This project analyses the system-wide economic impact of policies aimed at developing sustainable tourism in Scotland, one of the Scottish Government’s “growth sectors”. Past studies using economic models to assess the impact of tourism spending have often relied on disparate statistics and ‘off-the-shelf’ modelling techniques and therefore failed to fully capture the complexity of supply and demand of touristic activities.
This project reconciles definitions of tourism in the data and develops a tourism-specific large scale economic model to capture the role of tourism in Scotland’s economy. The project sheds light on the interaction between tourism and the rest of the economy, while the model’s features realistically capture current issues in tourism, specifically overtourism and tourism-specific supply constraints.
The outcomes will improve understanding of the economic characteristics of tourism in Scotland and of regional tourism in the literature.

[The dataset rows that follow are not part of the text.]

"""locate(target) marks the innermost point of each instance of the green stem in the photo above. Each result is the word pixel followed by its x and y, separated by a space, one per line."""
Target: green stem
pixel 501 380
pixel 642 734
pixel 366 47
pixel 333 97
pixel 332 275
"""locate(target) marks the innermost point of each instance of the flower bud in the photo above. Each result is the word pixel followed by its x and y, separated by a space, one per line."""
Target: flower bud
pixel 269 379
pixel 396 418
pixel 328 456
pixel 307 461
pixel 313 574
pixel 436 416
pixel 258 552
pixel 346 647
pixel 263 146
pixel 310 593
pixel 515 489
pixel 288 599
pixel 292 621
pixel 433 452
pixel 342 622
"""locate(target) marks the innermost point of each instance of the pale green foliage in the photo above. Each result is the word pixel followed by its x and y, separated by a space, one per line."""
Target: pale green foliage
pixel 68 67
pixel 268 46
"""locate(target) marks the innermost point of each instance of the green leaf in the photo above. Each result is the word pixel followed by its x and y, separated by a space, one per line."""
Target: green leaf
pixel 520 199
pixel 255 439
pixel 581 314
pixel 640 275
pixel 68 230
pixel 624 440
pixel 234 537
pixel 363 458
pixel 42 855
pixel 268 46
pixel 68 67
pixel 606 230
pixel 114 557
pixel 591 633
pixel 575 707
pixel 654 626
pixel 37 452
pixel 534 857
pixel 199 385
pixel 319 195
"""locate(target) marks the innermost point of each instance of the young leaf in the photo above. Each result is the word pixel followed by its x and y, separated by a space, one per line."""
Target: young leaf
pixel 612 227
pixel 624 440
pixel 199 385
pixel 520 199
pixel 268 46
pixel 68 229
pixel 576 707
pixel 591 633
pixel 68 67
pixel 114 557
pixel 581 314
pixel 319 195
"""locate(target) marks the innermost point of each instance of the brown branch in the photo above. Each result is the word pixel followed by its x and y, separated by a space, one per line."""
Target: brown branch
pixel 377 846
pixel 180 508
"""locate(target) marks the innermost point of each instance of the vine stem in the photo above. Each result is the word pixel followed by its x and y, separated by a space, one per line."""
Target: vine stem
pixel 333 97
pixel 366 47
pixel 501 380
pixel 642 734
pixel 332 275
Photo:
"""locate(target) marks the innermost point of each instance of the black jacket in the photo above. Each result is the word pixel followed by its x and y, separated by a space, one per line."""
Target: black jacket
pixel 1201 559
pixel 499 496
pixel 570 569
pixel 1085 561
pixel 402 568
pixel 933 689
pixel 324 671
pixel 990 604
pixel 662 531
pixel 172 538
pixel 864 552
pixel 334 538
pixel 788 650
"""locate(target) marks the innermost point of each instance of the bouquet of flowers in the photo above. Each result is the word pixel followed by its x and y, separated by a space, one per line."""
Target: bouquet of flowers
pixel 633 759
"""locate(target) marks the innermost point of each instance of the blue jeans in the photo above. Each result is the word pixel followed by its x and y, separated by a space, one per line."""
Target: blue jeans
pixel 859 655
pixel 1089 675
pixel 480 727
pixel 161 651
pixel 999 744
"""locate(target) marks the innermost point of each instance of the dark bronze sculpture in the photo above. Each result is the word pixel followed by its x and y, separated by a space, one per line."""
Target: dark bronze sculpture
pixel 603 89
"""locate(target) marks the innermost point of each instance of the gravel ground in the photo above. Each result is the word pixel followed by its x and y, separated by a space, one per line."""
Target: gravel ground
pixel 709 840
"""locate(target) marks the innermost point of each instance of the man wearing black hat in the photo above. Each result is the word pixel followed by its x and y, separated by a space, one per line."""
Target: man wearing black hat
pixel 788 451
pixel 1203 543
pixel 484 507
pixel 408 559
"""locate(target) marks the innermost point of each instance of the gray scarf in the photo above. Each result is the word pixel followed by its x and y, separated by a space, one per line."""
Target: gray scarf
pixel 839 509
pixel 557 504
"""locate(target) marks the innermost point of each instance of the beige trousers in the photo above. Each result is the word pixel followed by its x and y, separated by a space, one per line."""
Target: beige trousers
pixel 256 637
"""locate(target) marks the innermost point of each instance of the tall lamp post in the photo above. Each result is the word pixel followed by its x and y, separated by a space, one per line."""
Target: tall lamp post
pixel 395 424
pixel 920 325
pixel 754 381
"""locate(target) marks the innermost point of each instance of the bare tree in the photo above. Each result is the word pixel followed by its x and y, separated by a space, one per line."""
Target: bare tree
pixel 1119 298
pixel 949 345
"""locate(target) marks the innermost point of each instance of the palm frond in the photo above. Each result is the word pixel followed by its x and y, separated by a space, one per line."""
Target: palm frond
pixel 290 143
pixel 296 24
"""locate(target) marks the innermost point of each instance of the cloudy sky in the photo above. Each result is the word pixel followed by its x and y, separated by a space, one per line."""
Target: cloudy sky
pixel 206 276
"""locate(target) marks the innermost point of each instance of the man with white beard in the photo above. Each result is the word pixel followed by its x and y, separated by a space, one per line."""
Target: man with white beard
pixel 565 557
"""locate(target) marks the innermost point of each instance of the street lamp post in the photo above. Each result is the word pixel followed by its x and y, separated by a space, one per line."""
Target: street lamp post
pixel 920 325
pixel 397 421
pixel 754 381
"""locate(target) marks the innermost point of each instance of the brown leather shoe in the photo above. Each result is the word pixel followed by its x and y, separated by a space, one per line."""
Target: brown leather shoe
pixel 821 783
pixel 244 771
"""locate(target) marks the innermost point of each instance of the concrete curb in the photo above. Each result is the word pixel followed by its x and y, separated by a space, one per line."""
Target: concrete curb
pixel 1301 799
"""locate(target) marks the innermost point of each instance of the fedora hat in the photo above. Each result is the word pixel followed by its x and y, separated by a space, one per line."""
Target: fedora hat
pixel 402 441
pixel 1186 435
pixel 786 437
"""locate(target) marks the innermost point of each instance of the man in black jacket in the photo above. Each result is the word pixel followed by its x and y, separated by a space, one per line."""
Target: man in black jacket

In addition, it will produce economic datasets reconciling demand-and supply-side perspectives on the sector and develop an academically novel tourism-specific treatment within an economic model of Scotland.
Developed in collaboration with – and with joint supervision from – VisitScotland, the project outputs will be of maximum relevance for the sector. This supervisory arrangement means that the project will incorporate the latest understanding of Scotland’s tourism economy, in addition to its clear academic contributions.
The academic supervisors have technical expertise in economic data, modelling and economic analysis of tourism. This ensures successful development of the student’s skills through this work, and the production of robust, transparent and academically important output.
Additionally, the team is based in the Department of Economics at the University of Strathclyde, home of the Fraser of Allander Institute, which is a leading impartial economic research institute and has a supportive culture for policy relevant applied research, high impact dissemination channels and an international reputation in economic modelling.